The viability of India’s ambitious Ethanol Blended Petrol (EBP) program is being jeopardized by a critical imbalance in the procurement policy of oil marketing companies (OMCs), according to the Grain Ethanol Manufacturers Association (GEMA).
The association claims that the current allocation methodology, which prioritizes attracting new capacity in ethanol deficit zones, is creating an artificial surplus in existing manufacturing hubs, leaving hundreds of operational distilleries without adequate purchase orders.
The issue stems from the allocation criteria set forth in the latest Ethanol Supply Year (ESY) 2025–26 tender. GEMA argues that by focusing exclusively on meeting local requirements in deficit regions, the OMCs are effectively ignoring the substantial, often long-standing, capacities already established in neighboring states with surplus production.

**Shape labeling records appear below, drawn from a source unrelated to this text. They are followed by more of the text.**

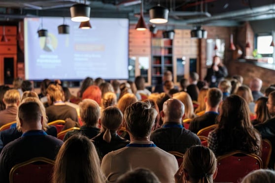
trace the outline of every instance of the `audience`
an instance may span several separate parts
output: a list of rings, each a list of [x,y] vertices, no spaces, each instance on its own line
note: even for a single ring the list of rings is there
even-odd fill
[[[123,118],[122,113],[116,107],[108,107],[103,111],[99,120],[101,133],[92,139],[101,159],[108,152],[124,148],[130,143],[116,133]]]
[[[206,112],[201,116],[195,118],[190,123],[189,129],[197,133],[200,130],[216,123],[219,106],[222,99],[221,91],[217,88],[211,88],[205,97]]]
[[[0,182],[9,182],[9,172],[17,164],[36,157],[55,159],[63,142],[42,130],[42,110],[35,102],[19,106],[16,120],[23,133],[20,138],[6,145],[1,152]]]
[[[254,101],[258,98],[264,96],[264,94],[261,92],[261,89],[263,85],[263,81],[259,78],[254,78],[249,83],[249,88],[251,90]]]
[[[53,183],[105,183],[95,146],[80,135],[69,138],[61,147],[53,172]]]
[[[190,147],[201,145],[199,137],[182,124],[184,105],[180,101],[174,98],[167,100],[163,104],[161,115],[163,125],[153,131],[150,137],[159,148],[166,152],[184,153]]]
[[[261,136],[250,122],[248,106],[242,97],[232,95],[226,98],[218,124],[207,140],[209,148],[217,156],[237,150],[261,154]]]
[[[131,143],[103,157],[101,169],[108,181],[115,182],[125,172],[142,167],[154,172],[162,183],[173,182],[178,168],[175,157],[150,141],[157,115],[149,103],[139,101],[127,107],[124,119]]]
[[[184,154],[182,164],[174,175],[175,183],[213,183],[218,171],[212,151],[204,146],[193,146]]]
[[[60,86],[50,85],[47,89],[47,97],[49,107],[46,108],[46,113],[49,122],[57,120],[66,120],[67,118],[78,122],[75,109],[65,104],[63,91]]]
[[[79,103],[80,119],[83,125],[79,130],[68,131],[64,137],[64,142],[71,136],[76,134],[81,134],[91,139],[100,132],[97,127],[100,115],[99,104],[93,100],[85,99]]]
[[[137,168],[120,176],[116,183],[160,183],[154,172],[144,168]]]
[[[12,89],[6,91],[4,94],[3,102],[6,109],[0,111],[0,127],[15,121],[18,105],[20,102],[20,94],[17,90]]]

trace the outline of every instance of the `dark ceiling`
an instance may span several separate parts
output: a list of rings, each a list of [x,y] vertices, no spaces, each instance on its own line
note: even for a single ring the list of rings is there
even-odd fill
[[[69,7],[84,0],[0,0],[1,21],[26,16],[69,16]],[[233,26],[245,21],[275,19],[274,0],[144,0],[144,17],[149,22],[149,9],[157,4],[170,11],[169,26]],[[141,0],[87,0],[91,17],[127,17],[138,20]]]

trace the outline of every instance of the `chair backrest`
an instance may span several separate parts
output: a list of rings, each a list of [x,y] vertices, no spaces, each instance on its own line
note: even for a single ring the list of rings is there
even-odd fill
[[[8,123],[5,124],[3,125],[2,125],[2,126],[1,126],[0,127],[0,131],[3,131],[4,130],[6,130],[7,129],[9,129],[9,127],[10,127],[10,126],[11,126],[11,125],[12,124],[14,124],[16,123],[16,121],[14,121],[14,122],[9,122]]]
[[[212,124],[210,126],[206,127],[205,128],[204,128],[199,131],[198,133],[197,133],[197,135],[198,136],[203,136],[207,137],[208,137],[208,134],[209,132],[213,131],[217,127],[218,127],[218,124]]]
[[[63,129],[66,122],[65,120],[57,120],[48,123],[48,125],[53,125],[56,127],[56,130],[58,134],[62,131],[62,129]]]
[[[72,128],[67,129],[66,130],[61,131],[60,132],[57,134],[57,138],[63,141],[63,139],[64,139],[64,137],[65,136],[65,135],[68,131],[70,130],[79,130],[79,129],[80,128],[78,128],[78,127],[73,127]]]
[[[181,163],[182,163],[183,155],[184,155],[184,154],[178,152],[177,151],[169,151],[168,152],[174,155],[176,159],[176,161],[177,161],[178,167],[179,167],[181,165]]]
[[[272,145],[270,141],[267,139],[263,139],[262,143],[262,156],[263,166],[264,168],[267,168],[272,152]]]
[[[189,129],[189,125],[190,124],[190,122],[192,119],[190,118],[188,118],[187,119],[183,120],[183,126],[184,126],[184,128],[185,129]]]
[[[54,161],[37,157],[15,165],[9,173],[10,183],[50,183]]]
[[[215,182],[239,183],[250,172],[263,167],[261,158],[254,154],[237,151],[218,156]]]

The association points out that many of the affected units were set up in direct response to earlier government initiatives and Expression of Interest (EOI) schemes, representing significant investment in rural economies.
The viability of existing investments:
The grain-based ethanol industry has been a cornerstone of the EBP Programme, driving over ₹40,000 crore in investments to achieve the national target of 20% blending. GEMA estimates that this procurement approach is denying sufficient orders to at least 350 distilleries, raising concerns about the long-term sustainability and debt servicing capacity of these plants.
The current situation is seen as compromising the original goals of the EBP, which were to ensure localized production, reduce transportation costs, and efficiently utilize existing infrastructure. By neglecting readily available surplus capacity while subsidizing new capacity, the policy is creating both economic inefficiency and environmental counter-intuitiveness through the promotion of redundant capacity.
According to Dr. C K Jain, President, GEMA, “A more holistic procurement model is needed—one that considers surplus availability across states, pre-existing capacities and investments, prior understandings and commitments made with distilleries.”
Meanwhile, GEMA is urging OMCs and policymakers to urgently review the current allocation criteria to ensure fair participation and optimal resource utilization, thereby safeguarding the stability of the entire ethanol ecosystem.